The black flies are biting now but I am planning to camp over at Hayhurst Point anyway. I need to be alone.

May 24, 1917 Dead Drunk

May 24, 1917

By the late evening I was drunk. Dead drunk. I didn’t make it back to my room tonight. I was sprawled out on the verandah in front of Mowat Lodge.

I knew that today was going to be the perfect storm, and it was. When you sketch the weather and landscape, day-by-day, you get the feelings into your bones and you know that’s something going to happen next. It’s not really prediction; you just know when something in the present will be no longer and never again.

So it was tonight.

Let me back up and describe the day. It started off well enough. The weather was good, but soon the clouds rolled in and it began to rain. The temperature dropped like a rock and it was in the low forties.

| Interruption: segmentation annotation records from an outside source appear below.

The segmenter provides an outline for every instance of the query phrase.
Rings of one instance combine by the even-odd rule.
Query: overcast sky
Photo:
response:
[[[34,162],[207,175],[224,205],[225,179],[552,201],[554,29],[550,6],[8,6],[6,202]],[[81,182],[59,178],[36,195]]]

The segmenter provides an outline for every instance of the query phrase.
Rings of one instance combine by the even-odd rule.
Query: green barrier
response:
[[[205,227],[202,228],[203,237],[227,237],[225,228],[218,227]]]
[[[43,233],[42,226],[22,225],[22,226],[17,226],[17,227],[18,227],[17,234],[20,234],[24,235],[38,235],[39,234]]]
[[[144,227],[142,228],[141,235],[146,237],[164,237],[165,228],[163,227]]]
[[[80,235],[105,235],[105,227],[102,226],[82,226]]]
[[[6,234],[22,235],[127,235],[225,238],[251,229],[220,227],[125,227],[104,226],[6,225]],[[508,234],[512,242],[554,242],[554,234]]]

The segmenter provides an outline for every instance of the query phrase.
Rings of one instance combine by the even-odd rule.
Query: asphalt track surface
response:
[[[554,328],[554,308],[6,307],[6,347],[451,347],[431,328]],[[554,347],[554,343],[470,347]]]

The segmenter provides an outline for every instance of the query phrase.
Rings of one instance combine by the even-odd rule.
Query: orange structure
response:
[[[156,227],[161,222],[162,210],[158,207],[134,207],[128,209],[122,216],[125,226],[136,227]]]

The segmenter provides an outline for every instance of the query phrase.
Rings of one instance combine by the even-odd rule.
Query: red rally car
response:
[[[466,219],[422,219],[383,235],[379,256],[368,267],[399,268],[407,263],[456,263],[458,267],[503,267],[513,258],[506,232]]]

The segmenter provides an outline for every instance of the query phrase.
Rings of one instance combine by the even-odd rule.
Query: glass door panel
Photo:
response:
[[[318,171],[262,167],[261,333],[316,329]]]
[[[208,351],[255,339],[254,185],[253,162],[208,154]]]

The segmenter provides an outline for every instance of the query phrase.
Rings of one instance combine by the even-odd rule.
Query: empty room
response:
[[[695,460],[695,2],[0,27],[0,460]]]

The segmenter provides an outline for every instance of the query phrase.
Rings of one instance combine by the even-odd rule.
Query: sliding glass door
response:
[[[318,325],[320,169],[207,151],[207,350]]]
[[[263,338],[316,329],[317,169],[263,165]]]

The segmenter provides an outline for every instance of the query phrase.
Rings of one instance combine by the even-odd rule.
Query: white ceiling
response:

To add to the disbelief, a few snowflakes were sighted early in the morning. Spring should not give away to Summer this way.

Despite the weather, I was excited about my exhibition. It was going to be the biggest event that Mowat Lodge had seen for a while. Shannon cancelled his canoe regatta/race because of the rain and wind. It would be too treacherous for the women in their dresses and he didn’t want to be responsible for fishing people out of the lake. People could still die from hypothermia in a matter of minutes. It’s happened almost every other year in the Park. This year was no exception.

I spent the afternoon preparing the dining room for the show. Before Annie went off to start cooking, she dusted and swept to the place to the level it would pass the white-glove treatment. Mowat Lodge might be considered rustic, but because of Annie, it was clean as a whistle.

Mark Robinson dropped by too. He had to have a word with the Blechers. Martin Jr., specifically He was flying the US flag on his flagpole. Regulations stipulate that the US Flag cannot be on its own but must be flown with the Dominion or Provincial flag, and the be lower flag. Martin was a repeat offender on flag-flying and Mark said in passing that he thinks that Martin is a German sympathiser or worse yet, a spy or an espionage agent.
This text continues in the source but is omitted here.